Bertrand
Louis a fait ses études musicales aux conservatoires de Strasbourg
et de Paris. Ce Belforto-Parisien participe ensuite à de nombreux
groupes rock en tant que guitariste compositeur, avant d'entamer une carrière
solo en 2001.
Il sort son premier album "Bertrand Louis"
chez Polydor en 2001
A
une époque où l’on veut du festif, de l’apaisement,
de l’espoir en barres, on écoute le quatrième album
de Bertrand Louis et ses humeurs de fauve, et on comprend sa douleur.
Dès la première chanson, "Les yeux secs" (tu l’as
voulu, tu l’as ton mec/tu l’as voulu faudra faire avec), c’est
trop tard, on peut s’attendre au pire.
Dans cet opus inconfortable,
construit comme un thriller dont le sombre héros va inéluctablement
commettre l’irréparable, Bertrand Louis mêle en effet
pornstars, centres commerciaux, crs, tremblements de terre, crimes et
autres éléments tantôt dérangeants, indécents,
effroyables ou répugnants. Le tout avec une indéfectible
disctinction et un sens explosif du détournement.
Ce nouvel album fait l’effet d’un coup de poing. C’est
trouble, c’est noir, couleur "d’abîme" et
"d’ennui" : misère consommatrice des vies pauvres,
pauvre misérable ambition des faiseurs de succès, recherche
du mal comme rédemption, marginalité d’un tueur en
série qui prend seul avec lui-même son plaisir meurtrier
(Je ne jouis que si tu meurs)…
La majeur partie du disque a été enregistrée à
Bruxelles par Rudy Coclet (l’ingé son d’Arno). On y
entend les batteries lourdes d’Amaury Blanchard, les guitares tranchantes
de Geoffrey Burton (le guitariste d’Arno) et l’utilisation
originale des sons de piano préparé façon John Cage.

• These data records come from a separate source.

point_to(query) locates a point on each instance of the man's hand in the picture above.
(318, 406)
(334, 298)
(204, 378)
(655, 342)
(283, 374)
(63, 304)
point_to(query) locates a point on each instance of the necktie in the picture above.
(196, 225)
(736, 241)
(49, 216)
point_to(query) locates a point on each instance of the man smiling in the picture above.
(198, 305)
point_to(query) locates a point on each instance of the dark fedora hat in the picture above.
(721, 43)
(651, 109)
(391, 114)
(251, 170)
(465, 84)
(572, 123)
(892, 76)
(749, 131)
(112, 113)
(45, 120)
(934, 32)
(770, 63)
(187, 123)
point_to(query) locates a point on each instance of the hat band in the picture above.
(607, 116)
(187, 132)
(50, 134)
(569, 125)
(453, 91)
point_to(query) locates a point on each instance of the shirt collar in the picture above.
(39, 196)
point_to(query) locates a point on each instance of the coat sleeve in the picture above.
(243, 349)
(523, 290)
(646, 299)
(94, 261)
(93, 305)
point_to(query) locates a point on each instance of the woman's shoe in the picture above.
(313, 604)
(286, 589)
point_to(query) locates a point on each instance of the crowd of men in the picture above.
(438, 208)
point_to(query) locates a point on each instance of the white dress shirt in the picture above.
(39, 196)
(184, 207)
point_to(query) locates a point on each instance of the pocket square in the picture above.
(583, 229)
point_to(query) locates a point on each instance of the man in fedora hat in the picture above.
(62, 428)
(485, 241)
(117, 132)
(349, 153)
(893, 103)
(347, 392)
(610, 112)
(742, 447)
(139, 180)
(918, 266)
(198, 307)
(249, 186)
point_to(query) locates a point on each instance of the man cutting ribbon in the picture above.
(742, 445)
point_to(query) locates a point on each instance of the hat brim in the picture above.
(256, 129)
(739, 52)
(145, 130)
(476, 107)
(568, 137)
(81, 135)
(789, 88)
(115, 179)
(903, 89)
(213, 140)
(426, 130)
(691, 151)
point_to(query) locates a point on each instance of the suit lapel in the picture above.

Dans cette mise en abîme, on oscille entre l’ironie mordante
("La putain publicitaire", "20h00", "On n'est
pas à l'abri d'un succès"…), le romantisme noir
("Fin septembre début octobre", "Le monde à
l'envers", "Les yeux secs"…) et le meurtre ("Scène
de crime", "Le centre commercial").
Les textes mélangent comme à l'habitude, citations littéraires,
slogans publicitaires ( “Je suis bellle ô mortels comme un
rêve publicitaire…je ne suis pas jolie, je suis pire”
) , mais avec cette fois un côté plus cru
et plus radical (dis-moi pourquoi tu pleures, pauvre petite fille riche,
attachée au radiateur... ) ou encore (Allez vas-y fais-moi mal,
que je te montre un peu, mon côté sentimental, tiré
par les cheveux...). On notera également la mise en musique d’un
poème de Houellebecq “Hypermarché novembre”
qui clôture l'album "Le centre commercial"
d’une manière admirablement glauque.